Ein Vorstoss für eine Lösung, die über Mehrwertsteuerprozente finanziert worden wäre, kam 1999 durch ein Referendum zu Fall. Die Vorlage sah eine Mutterschaftsentschädigung über 14 Wochen für erwerbstätige Mütter und eine einmalige Grundleistung vor, die allen erwerbs- und nichterwerbstätigen Müttern zugestanden wäre. Rechtsbürgerliche Parteien und Wirtschaftsverbände, die die Finanzierbarkeit in Frage stellten, ergriffen das Referendum. Bei der Abstimmung spielten Gegensätze zwischen (zustimmender) Romandie und (ablehnender) Deutschschweiz, zwischen Stadt und Land und zwischen den Generationen eine wichtige Rolle. Die Reaktionen auf die Abstimmung zeigten allerdings, dass das Anliegen inzwischen breit abgestützt war. Der Kanton Genf führte 2001 sogar eine kantonale Mutterschaftsversicherung ein.

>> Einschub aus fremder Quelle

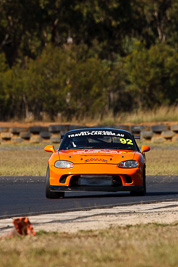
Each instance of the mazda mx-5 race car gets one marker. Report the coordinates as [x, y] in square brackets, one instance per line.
[94, 159]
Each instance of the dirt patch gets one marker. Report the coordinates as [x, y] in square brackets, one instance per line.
[71, 222]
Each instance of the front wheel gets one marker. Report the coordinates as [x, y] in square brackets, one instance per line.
[142, 191]
[50, 194]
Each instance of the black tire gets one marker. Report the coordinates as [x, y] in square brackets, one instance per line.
[50, 194]
[142, 191]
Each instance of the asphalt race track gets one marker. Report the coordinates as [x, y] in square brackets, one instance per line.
[21, 196]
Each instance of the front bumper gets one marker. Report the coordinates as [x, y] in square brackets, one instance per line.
[94, 188]
[62, 179]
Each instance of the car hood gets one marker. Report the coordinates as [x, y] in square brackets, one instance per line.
[97, 156]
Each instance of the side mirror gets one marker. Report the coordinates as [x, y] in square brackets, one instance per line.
[144, 148]
[49, 148]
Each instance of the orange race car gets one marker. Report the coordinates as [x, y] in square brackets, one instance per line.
[95, 159]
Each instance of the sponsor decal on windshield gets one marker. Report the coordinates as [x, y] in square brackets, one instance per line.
[92, 133]
[95, 151]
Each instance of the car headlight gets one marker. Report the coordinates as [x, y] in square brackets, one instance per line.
[128, 164]
[64, 164]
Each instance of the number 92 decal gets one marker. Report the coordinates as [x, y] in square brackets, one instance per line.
[126, 141]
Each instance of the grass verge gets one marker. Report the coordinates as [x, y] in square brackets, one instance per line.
[140, 245]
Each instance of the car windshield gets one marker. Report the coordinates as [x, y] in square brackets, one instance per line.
[98, 139]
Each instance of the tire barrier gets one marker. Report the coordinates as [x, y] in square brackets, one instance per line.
[158, 133]
[22, 226]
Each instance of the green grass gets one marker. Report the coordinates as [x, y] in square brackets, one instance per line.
[141, 245]
[33, 160]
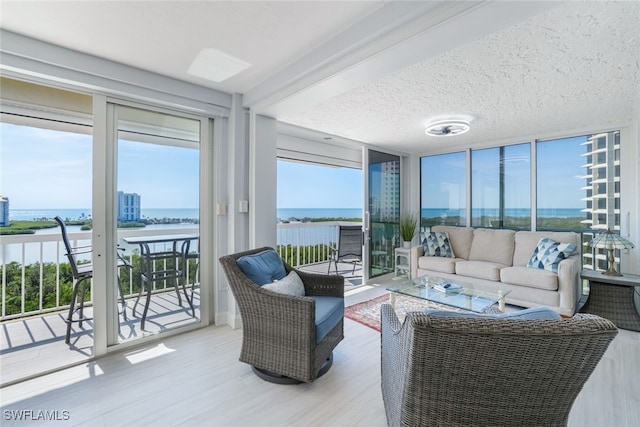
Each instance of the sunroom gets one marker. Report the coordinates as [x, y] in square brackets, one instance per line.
[549, 115]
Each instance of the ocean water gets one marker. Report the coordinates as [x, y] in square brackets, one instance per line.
[73, 214]
[542, 213]
[286, 214]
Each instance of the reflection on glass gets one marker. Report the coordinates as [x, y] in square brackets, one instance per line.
[443, 189]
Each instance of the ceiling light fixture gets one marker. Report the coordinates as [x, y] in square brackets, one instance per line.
[448, 128]
[217, 66]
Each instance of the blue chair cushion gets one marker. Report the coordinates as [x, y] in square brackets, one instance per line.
[329, 312]
[536, 313]
[263, 267]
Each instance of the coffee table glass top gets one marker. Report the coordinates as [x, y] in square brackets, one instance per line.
[464, 298]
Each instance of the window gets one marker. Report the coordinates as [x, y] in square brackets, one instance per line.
[443, 192]
[500, 184]
[577, 187]
[561, 184]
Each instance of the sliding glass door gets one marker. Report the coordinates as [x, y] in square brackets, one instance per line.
[155, 210]
[382, 228]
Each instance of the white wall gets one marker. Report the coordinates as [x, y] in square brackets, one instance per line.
[263, 182]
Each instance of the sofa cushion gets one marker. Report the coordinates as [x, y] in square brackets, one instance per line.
[329, 312]
[263, 267]
[291, 284]
[492, 246]
[535, 313]
[480, 269]
[530, 277]
[460, 238]
[441, 264]
[526, 242]
[437, 244]
[548, 254]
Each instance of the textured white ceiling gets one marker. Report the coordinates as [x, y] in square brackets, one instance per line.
[574, 66]
[570, 68]
[166, 36]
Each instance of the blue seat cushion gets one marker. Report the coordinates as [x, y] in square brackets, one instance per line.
[535, 313]
[263, 267]
[329, 312]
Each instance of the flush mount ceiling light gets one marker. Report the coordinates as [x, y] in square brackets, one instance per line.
[217, 66]
[447, 128]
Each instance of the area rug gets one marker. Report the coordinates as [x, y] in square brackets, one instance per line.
[368, 312]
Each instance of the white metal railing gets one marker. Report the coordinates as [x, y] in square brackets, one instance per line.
[298, 243]
[304, 243]
[42, 249]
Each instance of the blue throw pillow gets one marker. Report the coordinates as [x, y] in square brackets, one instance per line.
[437, 244]
[548, 254]
[263, 267]
[535, 313]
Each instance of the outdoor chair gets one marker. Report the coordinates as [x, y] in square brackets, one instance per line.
[82, 273]
[188, 255]
[349, 250]
[450, 370]
[286, 338]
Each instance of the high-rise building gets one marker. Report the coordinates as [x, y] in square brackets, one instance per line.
[602, 189]
[4, 211]
[128, 206]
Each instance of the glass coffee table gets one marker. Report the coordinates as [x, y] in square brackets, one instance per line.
[464, 297]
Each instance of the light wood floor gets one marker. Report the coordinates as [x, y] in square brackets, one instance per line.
[195, 379]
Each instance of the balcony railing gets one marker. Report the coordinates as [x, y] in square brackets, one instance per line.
[309, 242]
[45, 277]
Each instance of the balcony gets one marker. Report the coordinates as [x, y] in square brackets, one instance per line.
[36, 331]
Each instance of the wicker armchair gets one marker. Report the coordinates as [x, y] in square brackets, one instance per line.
[278, 338]
[453, 371]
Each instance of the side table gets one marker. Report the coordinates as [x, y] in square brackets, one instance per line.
[403, 262]
[613, 297]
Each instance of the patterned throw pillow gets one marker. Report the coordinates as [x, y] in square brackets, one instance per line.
[290, 285]
[548, 254]
[437, 244]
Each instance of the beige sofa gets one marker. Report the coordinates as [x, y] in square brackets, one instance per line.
[492, 259]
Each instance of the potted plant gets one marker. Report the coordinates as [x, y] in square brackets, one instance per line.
[408, 227]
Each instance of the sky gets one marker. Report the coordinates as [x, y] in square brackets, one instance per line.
[49, 169]
[302, 185]
[559, 176]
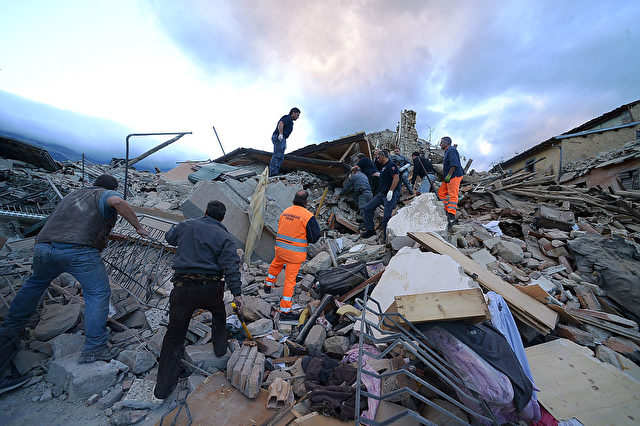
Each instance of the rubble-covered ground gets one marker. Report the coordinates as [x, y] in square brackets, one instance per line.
[568, 247]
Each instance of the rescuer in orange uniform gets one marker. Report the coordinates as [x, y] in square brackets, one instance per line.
[297, 228]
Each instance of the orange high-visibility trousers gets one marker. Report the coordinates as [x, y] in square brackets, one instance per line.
[448, 193]
[290, 275]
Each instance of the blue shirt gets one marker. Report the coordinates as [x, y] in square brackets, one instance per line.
[288, 126]
[452, 159]
[386, 176]
[107, 211]
[367, 166]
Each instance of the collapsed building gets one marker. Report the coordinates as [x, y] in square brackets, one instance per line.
[525, 310]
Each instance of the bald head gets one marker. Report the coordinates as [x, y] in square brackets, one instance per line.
[300, 199]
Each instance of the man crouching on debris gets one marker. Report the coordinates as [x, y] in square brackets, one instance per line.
[297, 227]
[206, 253]
[449, 189]
[388, 195]
[71, 241]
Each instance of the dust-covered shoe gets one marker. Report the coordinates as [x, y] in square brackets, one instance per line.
[104, 354]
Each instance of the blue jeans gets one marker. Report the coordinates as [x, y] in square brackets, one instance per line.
[278, 155]
[404, 180]
[378, 199]
[49, 261]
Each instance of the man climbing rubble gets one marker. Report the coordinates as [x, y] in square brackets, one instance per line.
[70, 242]
[423, 169]
[297, 227]
[388, 195]
[359, 185]
[403, 164]
[450, 187]
[206, 254]
[279, 140]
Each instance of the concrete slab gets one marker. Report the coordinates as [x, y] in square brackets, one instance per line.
[425, 213]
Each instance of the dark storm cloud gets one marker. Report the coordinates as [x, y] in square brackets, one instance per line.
[504, 74]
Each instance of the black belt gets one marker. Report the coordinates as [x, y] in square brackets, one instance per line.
[195, 280]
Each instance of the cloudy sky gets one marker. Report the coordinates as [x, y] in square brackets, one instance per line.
[497, 76]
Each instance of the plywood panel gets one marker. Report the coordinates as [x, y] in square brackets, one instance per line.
[523, 305]
[442, 306]
[573, 383]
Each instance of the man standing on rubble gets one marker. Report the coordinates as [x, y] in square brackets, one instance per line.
[206, 254]
[359, 185]
[448, 191]
[423, 169]
[279, 140]
[297, 227]
[388, 195]
[370, 170]
[403, 164]
[71, 241]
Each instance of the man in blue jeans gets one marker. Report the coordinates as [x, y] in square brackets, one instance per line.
[71, 241]
[388, 195]
[279, 140]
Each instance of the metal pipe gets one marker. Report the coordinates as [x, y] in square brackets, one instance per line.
[126, 161]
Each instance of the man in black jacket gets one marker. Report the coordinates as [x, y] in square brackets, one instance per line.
[206, 253]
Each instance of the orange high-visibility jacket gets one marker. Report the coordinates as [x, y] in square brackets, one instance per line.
[291, 240]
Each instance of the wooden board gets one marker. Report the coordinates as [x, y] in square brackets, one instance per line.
[573, 383]
[444, 305]
[523, 306]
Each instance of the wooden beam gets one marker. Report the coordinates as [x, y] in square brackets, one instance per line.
[524, 306]
[465, 304]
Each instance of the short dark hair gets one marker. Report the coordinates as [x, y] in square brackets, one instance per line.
[216, 210]
[106, 182]
[300, 199]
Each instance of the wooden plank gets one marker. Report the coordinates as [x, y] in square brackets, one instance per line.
[517, 300]
[443, 305]
[574, 383]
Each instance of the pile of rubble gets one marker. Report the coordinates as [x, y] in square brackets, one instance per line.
[551, 251]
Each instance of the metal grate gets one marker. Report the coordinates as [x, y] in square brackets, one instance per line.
[141, 266]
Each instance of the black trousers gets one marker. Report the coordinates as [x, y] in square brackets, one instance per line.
[182, 303]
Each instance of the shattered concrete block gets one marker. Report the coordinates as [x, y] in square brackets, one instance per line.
[81, 380]
[483, 257]
[587, 298]
[336, 345]
[509, 251]
[138, 361]
[67, 344]
[203, 356]
[424, 214]
[262, 326]
[128, 417]
[321, 261]
[25, 361]
[56, 320]
[255, 308]
[316, 337]
[110, 398]
[412, 271]
[140, 395]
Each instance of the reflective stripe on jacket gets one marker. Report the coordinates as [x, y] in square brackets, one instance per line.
[291, 240]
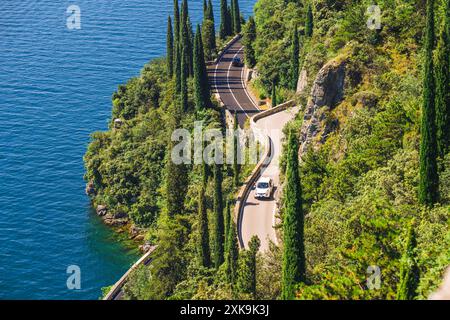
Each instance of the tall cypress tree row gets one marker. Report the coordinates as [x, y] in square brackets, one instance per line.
[309, 23]
[249, 39]
[294, 59]
[209, 32]
[169, 50]
[176, 175]
[442, 67]
[176, 22]
[232, 250]
[223, 31]
[201, 84]
[218, 217]
[178, 58]
[246, 277]
[236, 16]
[409, 271]
[274, 94]
[293, 223]
[429, 180]
[203, 241]
[184, 85]
[236, 166]
[227, 219]
[205, 8]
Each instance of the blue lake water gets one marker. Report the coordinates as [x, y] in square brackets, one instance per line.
[55, 89]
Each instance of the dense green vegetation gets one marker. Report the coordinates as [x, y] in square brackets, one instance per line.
[375, 192]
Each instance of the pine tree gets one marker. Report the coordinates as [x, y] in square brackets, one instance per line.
[274, 94]
[223, 31]
[183, 80]
[218, 215]
[201, 84]
[169, 51]
[309, 24]
[236, 15]
[246, 277]
[409, 271]
[294, 59]
[232, 251]
[203, 245]
[293, 223]
[429, 180]
[236, 165]
[249, 39]
[442, 67]
[176, 21]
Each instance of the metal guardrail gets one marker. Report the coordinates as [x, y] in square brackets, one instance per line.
[265, 160]
[117, 287]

Vertreterinnen und Vertreter aller Bundesratsparteien setzten sich deshalb für einen Kompromiss auf Bundesebene ein, der sich trotz einem erneuten Referendum von Seiten der Schweizerischen Volkspartei (SVP) im September 2004 als mehrheitsfähig erwies. Viele Stimmberechtigte, die die Vorlage von 1999 noch abgelehnt hatten, stimmten nun zu. Die Mutterschaftsentschädigung wurde als Teil der Erwerbsersatzordnung (EO) eingerichtet, für die erwerbstätige Frauen seit 1940 Beiträge entrichtet hatten. Wie die EO wurde sie ausschliesslich über Lohnabzüge finanziert. Sie garantierte während 14 Wochen 80 Prozent des letzten Einkommens. Im Gegensatz zu früheren Vorlagen konnten jedoch nur Frauen Leistungen beziehen, die vor der Geburt erwerbstätig waren.

Literatur / Bibliographie / Bibliografia / References: Année politique Suisse / Schweizerische Politik, 1990–1994; Studer Brigitte (1997), Familienzulagen statt Mutterschaftsversicherung? Die Zuschreibung der Geschlechterkompetenzen im sich formierenden Schweizer Sozialstaat, 1920–1945, Schweizerische Zeitschrift für Geschichte, 47, 151–170; Hauser, Karin (2004), Die Anfänge der Mutterschaftsversicherung. Deutschland und Schweiz im Vergleich, Zürich; Studer Brigitte, Sutter Gaby (2001), Die ‚schutzbedürftige Frau‘. Zur Konstruktion von Geschlecht durch Mutterschaftsversicherung, Nachtarbeitsverbot und Sonderschutzgesetzgebung, Zürich; HLS / DHS / DSS: Mutterschaft.